In one day, I read two headlines that indicate a disturbing trend against equality and justice in the workplace.
First, about women: according to a new survey released by Major, Lindsey & Africa, the average compensation for male law partners is about 44 percent higher than that of female partners. FORTY-FOUR PERCENT! Sadly, this is an improvement: in the 2014 survey, male partners made 47 percent more.
Next, about seniors: in Villarreal v. R.J. Reynolds Tobacco Company, the U.S. Court of Appeals for the 11th Circuit recently held that job applicants who are discriminated against on the basis of age cannot seek full relief under the Age Discrimination in Employment Act (ADEA).

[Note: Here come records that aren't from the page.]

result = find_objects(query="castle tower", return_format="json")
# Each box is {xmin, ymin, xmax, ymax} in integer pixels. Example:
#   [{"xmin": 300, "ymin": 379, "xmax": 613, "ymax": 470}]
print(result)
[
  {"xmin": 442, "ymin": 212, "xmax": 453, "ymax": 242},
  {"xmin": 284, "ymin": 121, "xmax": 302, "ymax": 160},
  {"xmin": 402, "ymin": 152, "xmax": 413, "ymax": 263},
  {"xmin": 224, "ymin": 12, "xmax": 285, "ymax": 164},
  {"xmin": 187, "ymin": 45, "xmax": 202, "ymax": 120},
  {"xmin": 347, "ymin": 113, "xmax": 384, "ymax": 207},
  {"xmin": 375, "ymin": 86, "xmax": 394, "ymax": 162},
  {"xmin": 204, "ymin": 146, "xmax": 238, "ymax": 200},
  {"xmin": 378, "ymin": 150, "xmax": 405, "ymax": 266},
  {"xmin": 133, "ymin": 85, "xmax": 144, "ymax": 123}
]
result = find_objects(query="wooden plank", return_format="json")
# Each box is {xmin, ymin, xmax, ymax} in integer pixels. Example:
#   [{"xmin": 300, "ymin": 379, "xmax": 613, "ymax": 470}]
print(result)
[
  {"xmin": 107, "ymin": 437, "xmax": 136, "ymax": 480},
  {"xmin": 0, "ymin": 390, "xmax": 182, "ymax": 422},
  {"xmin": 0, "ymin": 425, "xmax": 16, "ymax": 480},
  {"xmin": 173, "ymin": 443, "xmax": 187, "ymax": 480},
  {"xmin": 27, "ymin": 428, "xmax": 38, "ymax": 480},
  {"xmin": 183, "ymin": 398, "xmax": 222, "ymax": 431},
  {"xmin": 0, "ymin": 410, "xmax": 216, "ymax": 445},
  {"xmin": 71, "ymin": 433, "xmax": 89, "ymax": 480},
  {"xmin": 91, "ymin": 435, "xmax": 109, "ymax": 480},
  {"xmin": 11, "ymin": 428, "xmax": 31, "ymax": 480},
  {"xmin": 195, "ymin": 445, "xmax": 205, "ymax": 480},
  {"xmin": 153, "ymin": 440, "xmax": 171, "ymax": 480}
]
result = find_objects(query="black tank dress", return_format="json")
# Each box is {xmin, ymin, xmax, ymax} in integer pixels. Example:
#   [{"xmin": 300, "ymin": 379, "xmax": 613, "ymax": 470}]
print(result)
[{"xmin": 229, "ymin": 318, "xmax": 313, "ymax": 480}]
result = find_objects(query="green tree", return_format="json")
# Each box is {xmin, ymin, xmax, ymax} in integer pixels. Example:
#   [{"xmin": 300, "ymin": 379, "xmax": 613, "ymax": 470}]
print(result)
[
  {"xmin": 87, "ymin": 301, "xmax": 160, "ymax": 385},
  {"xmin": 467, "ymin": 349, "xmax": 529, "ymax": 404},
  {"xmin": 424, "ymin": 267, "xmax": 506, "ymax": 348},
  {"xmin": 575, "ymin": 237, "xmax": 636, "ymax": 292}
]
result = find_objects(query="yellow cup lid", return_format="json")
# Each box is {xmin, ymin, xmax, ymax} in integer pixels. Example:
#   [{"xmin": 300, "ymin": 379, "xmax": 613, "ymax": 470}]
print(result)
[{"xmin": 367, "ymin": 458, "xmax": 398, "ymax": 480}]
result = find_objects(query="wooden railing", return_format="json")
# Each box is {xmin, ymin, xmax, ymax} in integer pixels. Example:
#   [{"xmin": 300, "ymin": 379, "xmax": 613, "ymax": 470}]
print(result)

At 49 years of age, Richard Villarreal applied for a position as a territory manager at R.J. Reynolds. A contractor screened out Villarreal’s application based on the following guidelines provided by R.J. Reynolds: find someone “2-3 years out of college” who “adjusts easily to changes” and “stay away from” applicants “in sales for 8-10 years.”
The ADEA expressly prohibits discrimination based on age in both hiring and firing employees. There’s a provision, however, that prohibits the limiting of employees “in any way which would deprive or tend to deprive any individual of employment opportunities or otherwise adversely affect his status as an employee, because of such individual’s age.” (Section 4(a)(2)) The provision does not specifically protect job applicants; it only protects employees. So for an individual who is discriminated against on the basis of age in the application process, like Villarreal, he does not have a “status as an employee,” per the 11th Circuit’s interpretation of the provision, and thus does not enjoy protection under the provision.
According to Harvard University constitutional law professor Noah Feldman, the 11th Circuit’s interpretation of the provision is “bad textualism and an embarrassment to Antonin Scalia’s legacy.” Feldman concludes:
“A judge’s job isn’t to be some sort of computer program applying the law mechanically, like a judicial robot. The judge is supposed to interpret the law, which means translating Congress’s necessarily abstract words into a concrete decision. That decision needs to accord with common sense and work in the world.”
With these recent legal headlines in mind, woe to the elderly woman who applies for a job as a law firm partner!